Gains will be driven by increasingly stringent fire codes and flammability requirements, especially in building materials and consumer products. An improved economic outlook in key applications, such as wire and cable insulation and jacketing, electronics housings, and aerospace products, will fuel demand.
Phosphorus-based flame retardants will grow at the fastest pace, driven by increasing trends toward non-halogenated products. However, brominated compounds will continue to lead the market in total value, as the regulatory climate in the United States is unlikely to undergo dramatic changes in the near future. Rapid gains are also expected for smaller-volume flame retardants, such as magnesium hydroxide, which is finding increased use in polypropylene and engineering resins. Alumina trihydrate (ATH) will remain the largest-volume flame retardant through 2011, comprising 45% of demand and growing in line with the market as a whole.

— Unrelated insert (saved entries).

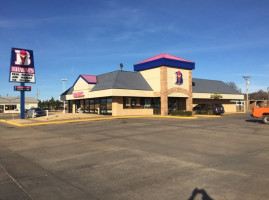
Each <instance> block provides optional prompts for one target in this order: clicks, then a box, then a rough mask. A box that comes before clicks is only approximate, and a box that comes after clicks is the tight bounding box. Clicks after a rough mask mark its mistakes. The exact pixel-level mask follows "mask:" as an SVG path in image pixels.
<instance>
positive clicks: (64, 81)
mask: <svg viewBox="0 0 269 200" xmlns="http://www.w3.org/2000/svg"><path fill="white" fill-rule="evenodd" d="M62 81H63V92H65V81H67V79H66V78H62ZM63 113H65V99H64V110H63Z"/></svg>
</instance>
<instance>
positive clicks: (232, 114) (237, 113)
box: [224, 112, 246, 115]
mask: <svg viewBox="0 0 269 200" xmlns="http://www.w3.org/2000/svg"><path fill="white" fill-rule="evenodd" d="M244 113H246V112H236V113H232V112H228V113H224V115H234V114H244Z"/></svg>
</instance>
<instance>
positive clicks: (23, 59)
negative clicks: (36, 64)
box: [9, 48, 35, 83]
mask: <svg viewBox="0 0 269 200" xmlns="http://www.w3.org/2000/svg"><path fill="white" fill-rule="evenodd" d="M9 81H10V82H21V83H35V67H34V55H33V51H32V50H26V49H18V48H12V50H11V62H10V77H9Z"/></svg>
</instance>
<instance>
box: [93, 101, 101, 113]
mask: <svg viewBox="0 0 269 200" xmlns="http://www.w3.org/2000/svg"><path fill="white" fill-rule="evenodd" d="M94 107H95V110H94V113H96V114H100V99H95V106H94Z"/></svg>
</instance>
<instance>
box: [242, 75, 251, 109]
mask: <svg viewBox="0 0 269 200" xmlns="http://www.w3.org/2000/svg"><path fill="white" fill-rule="evenodd" d="M243 78H244V79H245V80H246V95H247V102H246V112H247V111H248V109H249V103H248V84H249V80H248V79H249V78H250V76H243Z"/></svg>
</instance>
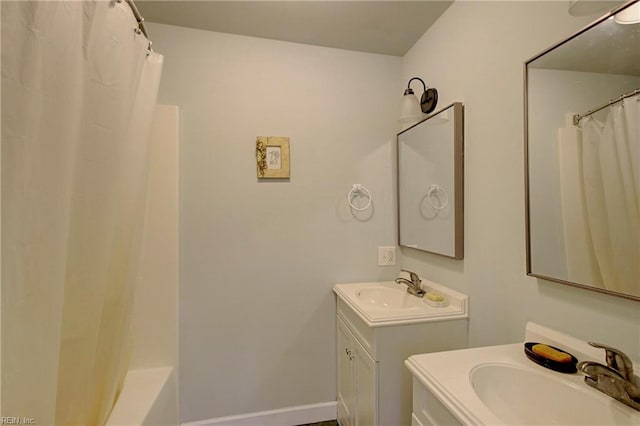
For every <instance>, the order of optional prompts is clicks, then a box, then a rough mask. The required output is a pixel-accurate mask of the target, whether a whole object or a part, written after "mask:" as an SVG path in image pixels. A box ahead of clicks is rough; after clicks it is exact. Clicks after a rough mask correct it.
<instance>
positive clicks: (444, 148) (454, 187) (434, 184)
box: [397, 102, 464, 259]
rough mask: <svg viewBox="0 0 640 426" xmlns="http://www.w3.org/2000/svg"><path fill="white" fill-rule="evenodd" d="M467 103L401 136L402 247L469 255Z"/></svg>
mask: <svg viewBox="0 0 640 426" xmlns="http://www.w3.org/2000/svg"><path fill="white" fill-rule="evenodd" d="M463 110H464V108H463V105H462V103H460V102H456V103H453V104H451V105H449V106H447V107H446V108H443V109H442V110H440V111H438V112H436V113H434V114H432V115H431V116H429V117H428V118H426V119H425V120H423V121H421V122H419V123H417V124H415V125H414V126H412V127H409V128H408V129H406V130H404V131H402V132H401V133H399V134H398V139H397V161H398V164H397V172H398V244H399V245H401V246H404V247H411V248H414V249H418V250H423V251H427V252H430V253H435V254H439V255H442V256H447V257H451V258H454V259H462V258H463V252H464V248H463V245H464V232H463V228H464V220H463V200H464V194H463V157H462V153H463V146H464V141H463V129H464V123H463Z"/></svg>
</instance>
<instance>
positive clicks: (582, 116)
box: [573, 89, 640, 126]
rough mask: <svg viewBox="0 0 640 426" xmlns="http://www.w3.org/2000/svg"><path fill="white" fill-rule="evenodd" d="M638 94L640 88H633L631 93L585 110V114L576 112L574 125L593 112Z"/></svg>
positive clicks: (620, 101) (574, 116) (599, 110)
mask: <svg viewBox="0 0 640 426" xmlns="http://www.w3.org/2000/svg"><path fill="white" fill-rule="evenodd" d="M637 94H640V89H635V90H633V91H631V92H629V93H625V94H623V95H620V96H619V97H618V98H615V99H611V100H610V101H609V102H607V103H606V104H602V105H600V106H599V107H597V108H594V109H592V110H590V111H587V112H585V113H584V114H576V115H574V116H573V125H574V126H577V125H578V124H579V123H580V120H582V119H583V118H584V117H588V116H590V115H591V114H593V113H596V112H598V111H601V110H603V109H605V108H606V107H608V106H611V105H614V104H617V103H618V102H622V101H623V100H624V99H626V98H630V97H631V96H635V95H637Z"/></svg>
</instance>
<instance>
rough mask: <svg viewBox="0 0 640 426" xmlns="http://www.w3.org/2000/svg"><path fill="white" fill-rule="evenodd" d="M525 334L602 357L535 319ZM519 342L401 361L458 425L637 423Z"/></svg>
mask: <svg viewBox="0 0 640 426" xmlns="http://www.w3.org/2000/svg"><path fill="white" fill-rule="evenodd" d="M524 337H525V339H524V342H544V343H548V344H550V345H553V346H556V347H559V348H563V349H565V350H567V351H568V352H570V353H572V354H573V355H574V356H575V357H576V358H577V359H578V360H580V361H584V360H593V361H598V362H603V361H604V352H603V351H602V350H598V349H596V348H593V347H591V346H590V345H589V344H587V342H585V341H582V340H579V339H576V338H575V337H573V336H570V335H568V334H564V333H561V332H559V331H556V330H552V329H550V328H547V327H543V326H540V325H538V324H534V323H531V322H530V323H528V324H527V327H526V330H525V336H524ZM524 342H522V343H514V344H508V345H499V346H486V347H479V348H470V349H463V350H458V351H448V352H437V353H430V354H420V355H413V356H411V357H409V359H407V360H406V361H405V365H406V366H407V368H408V369H409V370H410V371H411V373H412V374H413V375H414V378H415V379H416V380H418V381H419V382H421V384H422V385H423V386H424V387H425V388H426V389H427V390H428V392H429V393H430V394H431V395H432V396H434V397H435V399H436V400H437V401H438V402H439V403H440V404H441V407H442V408H443V409H445V410H446V411H448V412H449V413H450V414H451V415H453V416H454V417H455V418H456V419H457V420H459V422H460V423H461V424H465V425H467V424H468V425H534V424H535V425H572V426H573V425H599V426H603V425H607V426H611V425H636V426H637V425H640V412H639V411H636V410H634V409H633V408H631V407H628V406H626V405H624V404H622V403H621V402H619V401H616V400H615V399H613V398H610V397H609V396H607V395H605V394H604V393H602V392H599V391H598V390H596V389H594V388H592V387H591V386H589V385H587V384H586V383H585V382H584V376H583V375H582V374H580V373H574V374H565V373H559V372H556V371H552V370H549V369H547V368H544V367H542V366H540V365H538V364H536V363H534V362H532V361H531V360H530V359H528V358H527V356H526V355H525V352H524ZM635 367H636V368H635V371H639V370H640V368H639V366H638V365H636V366H635ZM436 424H437V423H436Z"/></svg>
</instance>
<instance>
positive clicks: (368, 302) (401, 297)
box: [356, 286, 424, 309]
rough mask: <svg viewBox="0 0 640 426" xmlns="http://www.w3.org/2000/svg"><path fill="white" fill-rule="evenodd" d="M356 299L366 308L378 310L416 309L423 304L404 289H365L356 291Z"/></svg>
mask: <svg viewBox="0 0 640 426" xmlns="http://www.w3.org/2000/svg"><path fill="white" fill-rule="evenodd" d="M356 297H357V298H358V299H360V300H362V302H363V303H366V304H367V306H370V307H373V308H379V309H411V308H414V309H417V308H420V307H421V306H422V304H423V303H424V302H423V301H422V300H421V299H419V298H417V297H415V296H412V295H410V294H409V293H407V291H406V289H405V288H404V287H400V286H398V288H389V287H382V286H376V287H368V288H367V287H365V288H363V289H361V290H358V291H356Z"/></svg>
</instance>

Construction products were the largest market for flame retardants in 2006, accounting for one-third of demand by volume. Strongest gains are projected for flame retardants in wire and cable applications, representing a substantial turnaround from declining demand during 2001 to 2006. A similar improvement is expected in electrical and electronic product demand for flame retardants. Smaller-volume outlets such as aerospace products and furniture will grow at an above-average pace, driven by strict flammability regulations. Flame retardants demand in motor vehicle and textile markets will advance at a slower rate, although not much below overall growth for the industry.